(An edited version of this was published in The New Indian Express)
To be honest, I walked into Ashtar Sayed’s Maatr, better known as Raveena Tandon’s comeback film, assuming it is probably a treatise on the long drawn out efforts to obtain justice for a rape victim and her mother, dealing with courts, lawyers, media, and years of struggle. Of course, in this age that is only possible if you skipped the trailers and Maatr was also caught in issues with the censor board. We now call it just another Friday. But this wasn’t just another Friday as I slowly realized Maatr has nothing to do with complex issues of dealing with rape victims, the trauma they suffer after, the behavioral changes of men close to them etc. The film pays lip service to all of this. But what it really wants to be is a Raveena Tandon slasher film.
Written by Michael Pellico, Maatr is stubborn in its approach to what it wants to be and that is also its undoing. The result is a one-dimensional revenge saga that is relentless but also unrewarding. Yes, it is true that the men are written to be absolute scum and this helps in drawing comforting satisfaction in the way they are meticulously seen off but after a point, there is nothing much to it. Maatr could have been a lot more as a film that has no redeemable men. Like in real life. But it takes the easy way out at every step.
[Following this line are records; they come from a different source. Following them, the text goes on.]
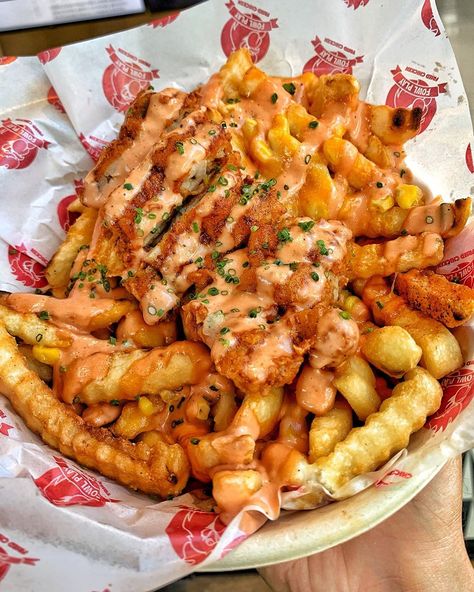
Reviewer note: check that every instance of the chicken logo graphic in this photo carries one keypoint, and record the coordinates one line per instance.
(49, 54)
(93, 145)
(331, 57)
(355, 4)
(412, 91)
(54, 100)
(428, 18)
(194, 534)
(247, 29)
(64, 485)
(65, 217)
(125, 77)
(25, 269)
(20, 141)
(163, 22)
(458, 391)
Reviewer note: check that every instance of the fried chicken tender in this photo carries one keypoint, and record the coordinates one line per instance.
(384, 433)
(441, 351)
(161, 470)
(446, 302)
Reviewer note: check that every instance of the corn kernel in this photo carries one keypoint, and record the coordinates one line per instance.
(46, 355)
(250, 128)
(408, 196)
(280, 139)
(350, 302)
(383, 203)
(146, 406)
(333, 149)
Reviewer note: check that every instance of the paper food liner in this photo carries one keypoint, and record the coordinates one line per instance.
(57, 111)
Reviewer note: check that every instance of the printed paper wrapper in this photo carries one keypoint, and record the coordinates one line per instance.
(62, 525)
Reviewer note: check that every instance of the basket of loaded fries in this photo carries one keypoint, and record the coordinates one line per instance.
(256, 300)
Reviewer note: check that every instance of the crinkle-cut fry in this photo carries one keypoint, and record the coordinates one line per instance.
(76, 206)
(333, 88)
(449, 303)
(384, 433)
(233, 71)
(394, 125)
(161, 470)
(441, 351)
(392, 350)
(33, 330)
(399, 255)
(344, 158)
(329, 429)
(356, 382)
(59, 268)
(256, 418)
(124, 375)
(233, 489)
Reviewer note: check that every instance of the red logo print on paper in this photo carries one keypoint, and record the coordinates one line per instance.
(428, 18)
(247, 29)
(93, 145)
(4, 427)
(7, 560)
(458, 390)
(331, 56)
(66, 486)
(355, 4)
(49, 54)
(126, 76)
(20, 141)
(194, 534)
(469, 159)
(162, 22)
(65, 217)
(26, 270)
(392, 477)
(463, 273)
(54, 100)
(412, 92)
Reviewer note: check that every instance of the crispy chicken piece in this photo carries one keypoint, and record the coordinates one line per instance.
(297, 268)
(432, 294)
(148, 116)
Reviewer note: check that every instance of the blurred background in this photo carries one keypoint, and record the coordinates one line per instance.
(27, 28)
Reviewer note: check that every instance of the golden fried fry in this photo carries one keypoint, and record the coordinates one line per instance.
(356, 382)
(432, 294)
(399, 255)
(385, 432)
(33, 330)
(441, 351)
(79, 235)
(162, 470)
(329, 429)
(44, 371)
(392, 350)
(124, 375)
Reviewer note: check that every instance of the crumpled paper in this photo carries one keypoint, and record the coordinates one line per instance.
(57, 111)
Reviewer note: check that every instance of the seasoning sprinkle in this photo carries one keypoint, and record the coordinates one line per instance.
(306, 226)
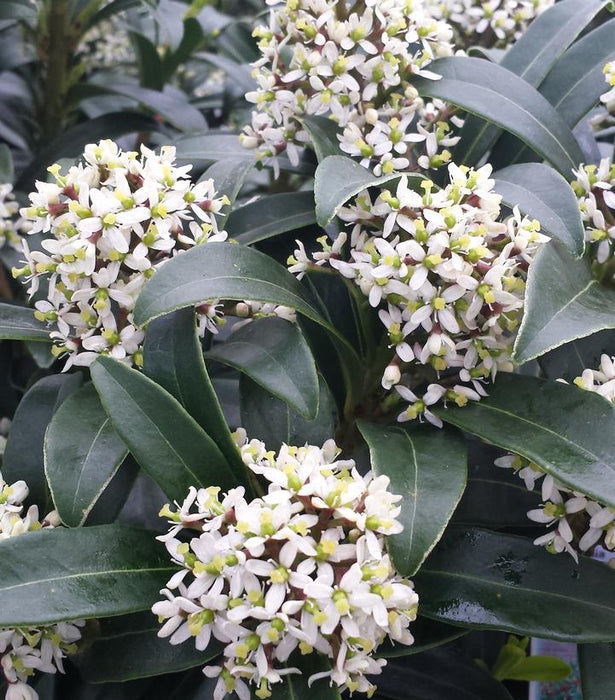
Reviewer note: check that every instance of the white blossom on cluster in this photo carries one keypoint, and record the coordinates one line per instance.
(26, 650)
(302, 568)
(354, 63)
(11, 226)
(576, 522)
(109, 223)
(608, 98)
(447, 274)
(595, 190)
(488, 23)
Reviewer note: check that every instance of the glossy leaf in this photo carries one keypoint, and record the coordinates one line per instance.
(596, 664)
(228, 176)
(565, 430)
(173, 358)
(338, 178)
(24, 457)
(488, 580)
(73, 573)
(563, 302)
(268, 419)
(499, 96)
(274, 353)
(82, 454)
(543, 194)
(129, 648)
(18, 323)
(269, 216)
(428, 468)
(576, 82)
(323, 136)
(170, 446)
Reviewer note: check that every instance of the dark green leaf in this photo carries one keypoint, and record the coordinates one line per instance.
(270, 216)
(18, 323)
(428, 468)
(173, 358)
(129, 648)
(338, 178)
(499, 96)
(274, 353)
(268, 419)
(23, 458)
(67, 574)
(494, 581)
(228, 176)
(169, 445)
(563, 302)
(545, 195)
(82, 454)
(596, 663)
(323, 136)
(565, 430)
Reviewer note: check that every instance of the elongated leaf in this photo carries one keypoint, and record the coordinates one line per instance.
(499, 96)
(270, 216)
(68, 574)
(323, 135)
(531, 58)
(576, 82)
(428, 468)
(169, 445)
(173, 358)
(493, 581)
(228, 176)
(563, 302)
(23, 457)
(565, 430)
(541, 193)
(18, 323)
(268, 419)
(220, 271)
(82, 454)
(129, 648)
(338, 178)
(596, 663)
(274, 353)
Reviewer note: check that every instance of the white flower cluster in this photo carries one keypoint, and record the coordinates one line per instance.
(110, 222)
(488, 23)
(448, 276)
(576, 521)
(609, 97)
(354, 63)
(595, 190)
(25, 650)
(304, 566)
(11, 227)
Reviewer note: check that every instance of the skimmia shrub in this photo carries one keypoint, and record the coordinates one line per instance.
(307, 347)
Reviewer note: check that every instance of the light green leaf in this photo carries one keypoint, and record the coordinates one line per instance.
(338, 178)
(563, 302)
(543, 194)
(429, 469)
(271, 215)
(170, 446)
(565, 430)
(274, 353)
(18, 323)
(501, 97)
(488, 580)
(173, 358)
(82, 454)
(69, 574)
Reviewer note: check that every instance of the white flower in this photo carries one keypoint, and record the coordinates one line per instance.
(301, 566)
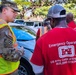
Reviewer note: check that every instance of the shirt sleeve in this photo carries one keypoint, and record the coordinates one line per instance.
(37, 57)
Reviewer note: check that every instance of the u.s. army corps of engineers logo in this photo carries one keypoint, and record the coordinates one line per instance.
(66, 51)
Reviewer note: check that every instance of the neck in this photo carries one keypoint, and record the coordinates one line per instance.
(62, 24)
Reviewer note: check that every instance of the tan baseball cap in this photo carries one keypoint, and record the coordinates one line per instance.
(12, 5)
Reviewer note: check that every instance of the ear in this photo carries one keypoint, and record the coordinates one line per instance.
(4, 10)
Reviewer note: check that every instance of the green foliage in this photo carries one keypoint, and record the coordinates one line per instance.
(42, 11)
(70, 8)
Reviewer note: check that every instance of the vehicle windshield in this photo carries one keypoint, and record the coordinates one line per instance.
(23, 33)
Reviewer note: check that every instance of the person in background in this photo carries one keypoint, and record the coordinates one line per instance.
(9, 52)
(70, 20)
(55, 51)
(44, 29)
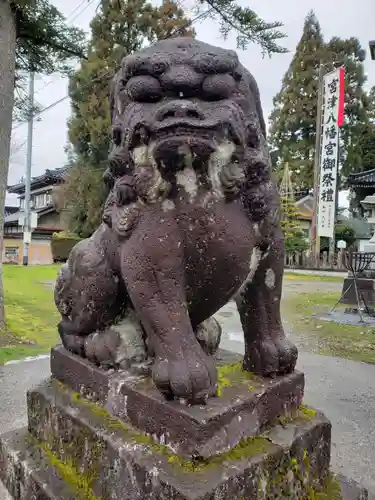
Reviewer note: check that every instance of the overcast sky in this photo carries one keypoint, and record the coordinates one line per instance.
(342, 18)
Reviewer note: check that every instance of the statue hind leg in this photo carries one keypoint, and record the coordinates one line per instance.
(267, 350)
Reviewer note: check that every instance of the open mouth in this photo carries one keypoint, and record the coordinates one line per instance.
(174, 134)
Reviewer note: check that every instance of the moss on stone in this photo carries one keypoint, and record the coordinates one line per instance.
(302, 413)
(305, 412)
(80, 483)
(230, 374)
(331, 490)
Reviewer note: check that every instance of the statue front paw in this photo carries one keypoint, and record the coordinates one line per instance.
(191, 376)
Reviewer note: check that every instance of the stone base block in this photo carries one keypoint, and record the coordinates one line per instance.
(245, 406)
(75, 449)
(30, 473)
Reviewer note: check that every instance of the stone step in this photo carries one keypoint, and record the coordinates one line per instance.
(28, 474)
(245, 406)
(118, 462)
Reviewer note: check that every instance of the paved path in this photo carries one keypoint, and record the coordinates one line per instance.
(344, 390)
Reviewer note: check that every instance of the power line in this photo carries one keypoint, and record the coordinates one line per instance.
(52, 105)
(89, 2)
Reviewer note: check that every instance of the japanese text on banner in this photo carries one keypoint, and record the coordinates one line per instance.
(329, 154)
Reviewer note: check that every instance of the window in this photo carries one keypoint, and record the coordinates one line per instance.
(40, 200)
(11, 255)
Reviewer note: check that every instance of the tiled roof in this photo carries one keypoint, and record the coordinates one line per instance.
(49, 177)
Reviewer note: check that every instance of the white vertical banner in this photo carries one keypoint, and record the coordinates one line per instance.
(332, 116)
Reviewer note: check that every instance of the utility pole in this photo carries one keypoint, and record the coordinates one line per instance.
(27, 220)
(315, 239)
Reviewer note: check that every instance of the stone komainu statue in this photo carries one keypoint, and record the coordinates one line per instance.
(192, 220)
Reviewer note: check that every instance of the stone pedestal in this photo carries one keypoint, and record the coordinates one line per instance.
(95, 434)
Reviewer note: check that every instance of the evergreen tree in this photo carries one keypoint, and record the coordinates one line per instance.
(33, 36)
(295, 240)
(293, 120)
(119, 28)
(44, 44)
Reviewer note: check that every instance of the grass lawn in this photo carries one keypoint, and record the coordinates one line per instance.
(31, 315)
(312, 277)
(324, 337)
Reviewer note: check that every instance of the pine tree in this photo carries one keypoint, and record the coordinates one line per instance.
(294, 237)
(45, 43)
(119, 28)
(293, 120)
(292, 131)
(33, 36)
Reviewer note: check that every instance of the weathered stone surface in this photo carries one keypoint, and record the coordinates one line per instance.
(192, 217)
(29, 475)
(246, 403)
(98, 456)
(351, 490)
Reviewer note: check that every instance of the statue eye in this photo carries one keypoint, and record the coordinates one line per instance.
(144, 88)
(217, 87)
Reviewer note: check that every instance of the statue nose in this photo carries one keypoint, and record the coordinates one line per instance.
(181, 109)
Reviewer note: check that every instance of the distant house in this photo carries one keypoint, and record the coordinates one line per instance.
(305, 208)
(49, 219)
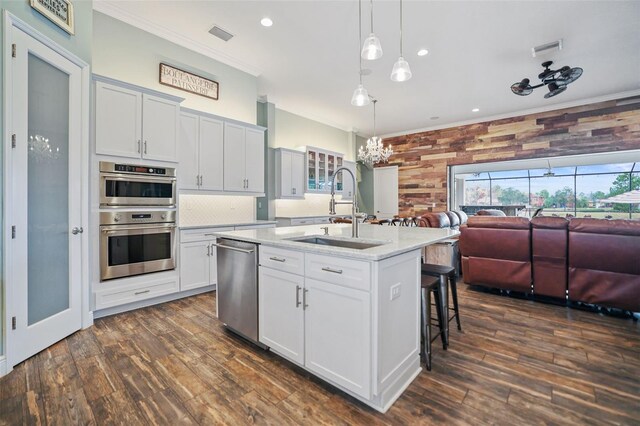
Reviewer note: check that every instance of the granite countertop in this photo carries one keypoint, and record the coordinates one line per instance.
(222, 225)
(395, 239)
(304, 217)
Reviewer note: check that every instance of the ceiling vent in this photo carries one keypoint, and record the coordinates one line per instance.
(220, 33)
(547, 48)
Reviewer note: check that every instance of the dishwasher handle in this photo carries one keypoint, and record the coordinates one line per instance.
(233, 248)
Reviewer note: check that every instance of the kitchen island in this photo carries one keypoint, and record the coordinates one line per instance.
(345, 309)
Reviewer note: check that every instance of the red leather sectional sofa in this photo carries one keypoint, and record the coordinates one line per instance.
(594, 261)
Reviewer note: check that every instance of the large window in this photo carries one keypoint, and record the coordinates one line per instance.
(581, 190)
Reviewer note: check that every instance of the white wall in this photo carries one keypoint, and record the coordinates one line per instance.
(127, 53)
(294, 131)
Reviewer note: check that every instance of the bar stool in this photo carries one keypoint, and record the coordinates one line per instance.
(445, 273)
(430, 285)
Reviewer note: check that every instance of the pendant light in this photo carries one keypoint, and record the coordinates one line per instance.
(371, 49)
(360, 95)
(374, 152)
(401, 71)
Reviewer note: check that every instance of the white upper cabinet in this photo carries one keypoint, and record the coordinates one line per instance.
(118, 121)
(188, 151)
(254, 160)
(234, 158)
(131, 123)
(289, 173)
(160, 119)
(200, 152)
(348, 189)
(211, 154)
(321, 165)
(243, 158)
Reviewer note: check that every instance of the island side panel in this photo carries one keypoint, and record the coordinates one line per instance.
(397, 322)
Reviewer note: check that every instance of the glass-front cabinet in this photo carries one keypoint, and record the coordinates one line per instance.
(321, 164)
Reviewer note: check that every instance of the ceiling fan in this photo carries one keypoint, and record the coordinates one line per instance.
(555, 80)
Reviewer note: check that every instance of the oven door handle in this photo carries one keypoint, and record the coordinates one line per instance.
(233, 248)
(114, 229)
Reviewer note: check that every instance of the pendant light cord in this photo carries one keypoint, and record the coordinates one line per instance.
(360, 37)
(374, 117)
(400, 27)
(371, 16)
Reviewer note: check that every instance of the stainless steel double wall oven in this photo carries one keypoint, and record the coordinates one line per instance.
(134, 242)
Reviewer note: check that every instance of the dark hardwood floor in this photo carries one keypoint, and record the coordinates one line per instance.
(516, 362)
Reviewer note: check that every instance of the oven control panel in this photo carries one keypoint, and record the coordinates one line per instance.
(106, 167)
(125, 218)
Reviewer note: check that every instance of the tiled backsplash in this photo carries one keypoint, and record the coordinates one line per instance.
(312, 205)
(212, 209)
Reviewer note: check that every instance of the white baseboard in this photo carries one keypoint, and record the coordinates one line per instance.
(150, 302)
(3, 366)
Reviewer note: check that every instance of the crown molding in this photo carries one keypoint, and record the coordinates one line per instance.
(111, 9)
(576, 103)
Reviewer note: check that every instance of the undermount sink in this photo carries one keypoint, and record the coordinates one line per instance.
(334, 242)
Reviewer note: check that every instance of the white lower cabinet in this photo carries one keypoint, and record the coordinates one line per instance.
(198, 264)
(322, 325)
(337, 329)
(281, 318)
(197, 269)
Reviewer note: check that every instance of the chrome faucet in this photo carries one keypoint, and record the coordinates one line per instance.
(354, 203)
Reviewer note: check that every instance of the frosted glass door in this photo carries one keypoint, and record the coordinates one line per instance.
(45, 198)
(48, 191)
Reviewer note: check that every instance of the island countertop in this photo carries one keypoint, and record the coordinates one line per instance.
(395, 239)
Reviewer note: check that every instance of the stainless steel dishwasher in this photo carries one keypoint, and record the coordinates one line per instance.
(237, 292)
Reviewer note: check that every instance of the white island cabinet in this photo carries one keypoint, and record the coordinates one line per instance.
(350, 316)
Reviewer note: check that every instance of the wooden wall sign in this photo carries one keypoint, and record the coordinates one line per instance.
(60, 12)
(174, 77)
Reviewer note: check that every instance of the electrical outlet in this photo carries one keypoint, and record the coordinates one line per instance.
(395, 291)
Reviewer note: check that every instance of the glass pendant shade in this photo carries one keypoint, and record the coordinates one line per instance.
(401, 70)
(360, 96)
(371, 49)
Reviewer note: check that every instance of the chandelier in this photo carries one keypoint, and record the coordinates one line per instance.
(41, 149)
(374, 152)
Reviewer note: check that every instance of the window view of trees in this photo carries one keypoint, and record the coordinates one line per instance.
(573, 191)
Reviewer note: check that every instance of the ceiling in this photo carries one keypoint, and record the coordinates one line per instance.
(307, 62)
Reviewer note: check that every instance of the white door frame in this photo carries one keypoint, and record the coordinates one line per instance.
(379, 169)
(11, 21)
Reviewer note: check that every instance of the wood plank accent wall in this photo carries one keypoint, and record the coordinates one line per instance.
(423, 157)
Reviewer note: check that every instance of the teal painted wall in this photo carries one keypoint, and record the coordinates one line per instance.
(78, 44)
(365, 181)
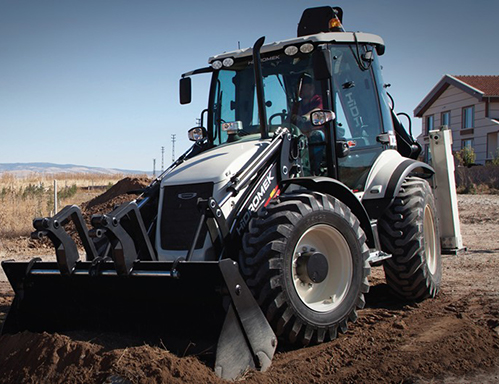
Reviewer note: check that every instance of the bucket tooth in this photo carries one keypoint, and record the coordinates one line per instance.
(65, 248)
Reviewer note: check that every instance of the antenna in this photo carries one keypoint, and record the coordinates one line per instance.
(162, 159)
(173, 147)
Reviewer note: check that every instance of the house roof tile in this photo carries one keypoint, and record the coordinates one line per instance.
(488, 85)
(479, 87)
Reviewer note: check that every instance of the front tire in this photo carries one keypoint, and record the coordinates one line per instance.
(409, 231)
(305, 259)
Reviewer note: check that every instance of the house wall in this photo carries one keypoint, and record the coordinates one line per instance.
(484, 131)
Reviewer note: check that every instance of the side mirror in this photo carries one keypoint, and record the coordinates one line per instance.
(342, 149)
(197, 134)
(322, 65)
(185, 90)
(318, 118)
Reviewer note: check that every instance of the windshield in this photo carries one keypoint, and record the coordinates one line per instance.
(285, 80)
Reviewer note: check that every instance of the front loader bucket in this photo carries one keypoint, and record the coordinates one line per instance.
(156, 297)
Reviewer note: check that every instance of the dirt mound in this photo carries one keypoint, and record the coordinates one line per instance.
(34, 358)
(119, 190)
(453, 338)
(475, 209)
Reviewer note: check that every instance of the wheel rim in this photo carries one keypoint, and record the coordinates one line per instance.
(327, 294)
(430, 240)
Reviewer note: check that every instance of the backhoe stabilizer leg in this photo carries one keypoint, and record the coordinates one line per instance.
(246, 340)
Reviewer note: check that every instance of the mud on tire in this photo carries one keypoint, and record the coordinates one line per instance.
(305, 259)
(409, 231)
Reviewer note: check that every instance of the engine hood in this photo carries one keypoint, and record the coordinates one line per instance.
(215, 165)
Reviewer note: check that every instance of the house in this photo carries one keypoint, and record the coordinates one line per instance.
(469, 105)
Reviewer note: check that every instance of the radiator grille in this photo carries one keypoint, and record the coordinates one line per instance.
(180, 215)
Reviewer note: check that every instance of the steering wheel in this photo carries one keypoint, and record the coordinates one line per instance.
(283, 115)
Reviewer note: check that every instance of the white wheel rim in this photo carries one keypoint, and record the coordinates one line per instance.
(328, 294)
(430, 241)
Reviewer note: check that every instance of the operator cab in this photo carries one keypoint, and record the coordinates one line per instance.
(326, 88)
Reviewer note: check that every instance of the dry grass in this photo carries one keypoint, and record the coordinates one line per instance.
(23, 199)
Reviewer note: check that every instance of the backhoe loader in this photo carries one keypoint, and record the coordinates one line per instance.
(300, 177)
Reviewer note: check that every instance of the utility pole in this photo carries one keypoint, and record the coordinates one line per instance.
(173, 146)
(162, 159)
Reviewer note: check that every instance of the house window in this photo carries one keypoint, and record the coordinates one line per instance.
(468, 143)
(468, 117)
(446, 118)
(492, 145)
(429, 123)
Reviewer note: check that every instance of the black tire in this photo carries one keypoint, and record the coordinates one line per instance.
(409, 231)
(296, 229)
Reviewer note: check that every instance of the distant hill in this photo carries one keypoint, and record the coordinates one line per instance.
(24, 169)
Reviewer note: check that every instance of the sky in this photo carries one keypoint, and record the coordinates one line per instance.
(95, 82)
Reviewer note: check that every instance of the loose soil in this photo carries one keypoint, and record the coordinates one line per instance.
(453, 338)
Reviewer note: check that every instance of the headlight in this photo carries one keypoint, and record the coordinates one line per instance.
(307, 48)
(216, 64)
(291, 50)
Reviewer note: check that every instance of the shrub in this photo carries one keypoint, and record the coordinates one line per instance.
(466, 156)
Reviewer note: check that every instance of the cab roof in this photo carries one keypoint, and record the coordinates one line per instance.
(320, 38)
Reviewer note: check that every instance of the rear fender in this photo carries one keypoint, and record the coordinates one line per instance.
(386, 177)
(340, 191)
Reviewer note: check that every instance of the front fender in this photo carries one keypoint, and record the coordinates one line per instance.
(386, 177)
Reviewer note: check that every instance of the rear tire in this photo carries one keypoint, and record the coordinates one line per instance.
(409, 231)
(305, 259)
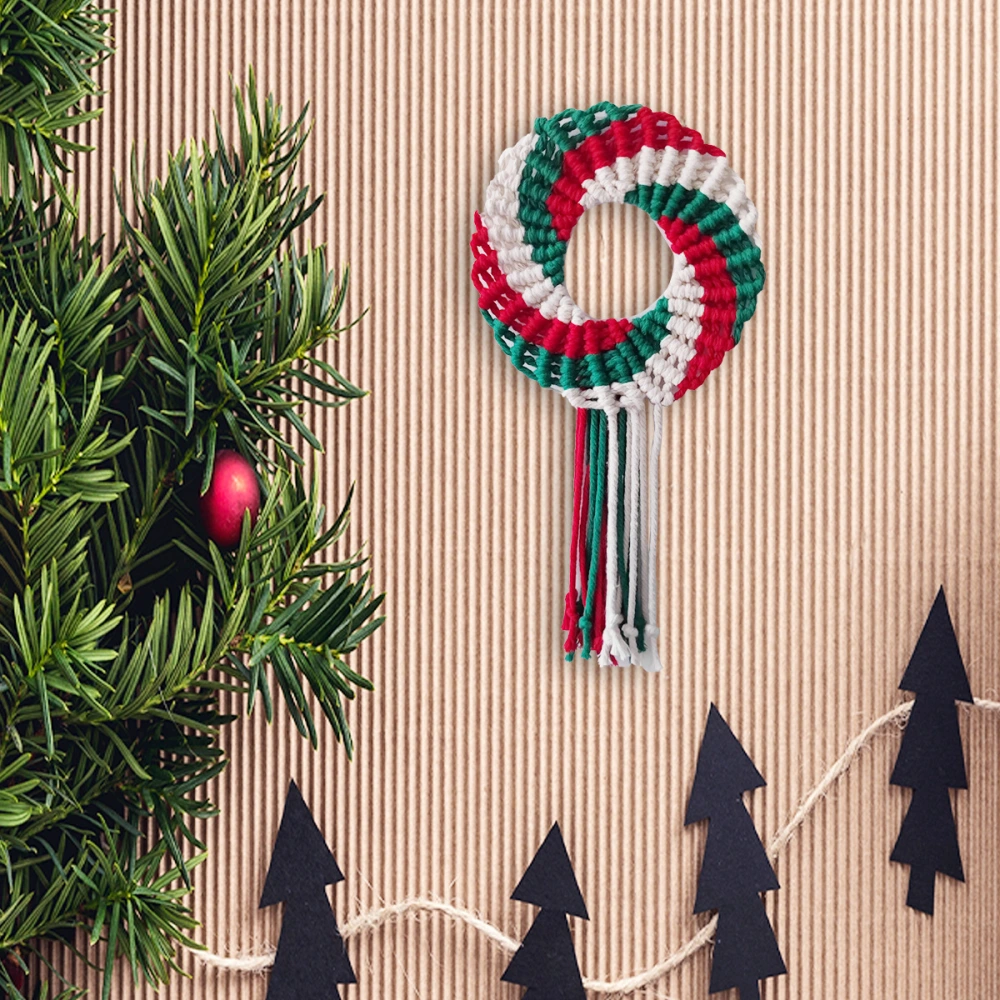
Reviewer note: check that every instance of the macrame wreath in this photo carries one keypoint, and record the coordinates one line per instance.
(609, 368)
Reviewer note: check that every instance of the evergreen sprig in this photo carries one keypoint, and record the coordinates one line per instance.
(121, 375)
(48, 51)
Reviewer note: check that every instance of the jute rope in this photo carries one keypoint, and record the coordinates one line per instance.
(375, 918)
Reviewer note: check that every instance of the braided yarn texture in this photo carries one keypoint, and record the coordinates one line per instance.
(625, 155)
(611, 368)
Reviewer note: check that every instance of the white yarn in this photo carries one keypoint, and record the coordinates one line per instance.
(378, 917)
(636, 458)
(612, 642)
(650, 659)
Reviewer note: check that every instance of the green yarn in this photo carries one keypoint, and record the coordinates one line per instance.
(597, 425)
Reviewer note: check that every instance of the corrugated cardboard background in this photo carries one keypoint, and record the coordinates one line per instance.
(818, 489)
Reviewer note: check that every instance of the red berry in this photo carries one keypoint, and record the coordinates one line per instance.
(233, 490)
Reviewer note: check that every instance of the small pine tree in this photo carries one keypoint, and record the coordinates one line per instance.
(546, 961)
(931, 759)
(735, 869)
(311, 956)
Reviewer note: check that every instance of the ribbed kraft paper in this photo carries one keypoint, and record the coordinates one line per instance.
(837, 469)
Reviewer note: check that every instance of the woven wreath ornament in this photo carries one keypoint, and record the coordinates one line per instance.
(608, 368)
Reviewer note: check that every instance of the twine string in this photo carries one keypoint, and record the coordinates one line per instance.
(378, 917)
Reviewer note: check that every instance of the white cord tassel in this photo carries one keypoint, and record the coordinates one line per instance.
(636, 452)
(612, 642)
(650, 659)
Is the revenge saga interesting? It’s entertaining and never dull but there is nothing that we haven’t seen a million times before. Vidya Chauhan (Raveena Tandon) goes after the men who did horrible things to her and her daughter almost like checking off her daily tasks and class hours at the school where she works. Practically facing little opposition. There is little regard for class wars (a hilarious scene at the police station has Vidya’s friend talking down to the investigation officer in English and then use the word mahila, to a constable referring to Vidya), her equation with her husband, how friends and family react to her. Nothing. Even a complex topic like a rape and murder victim’s identity seems to have been brushed off. But then Maatr was never going to be that film.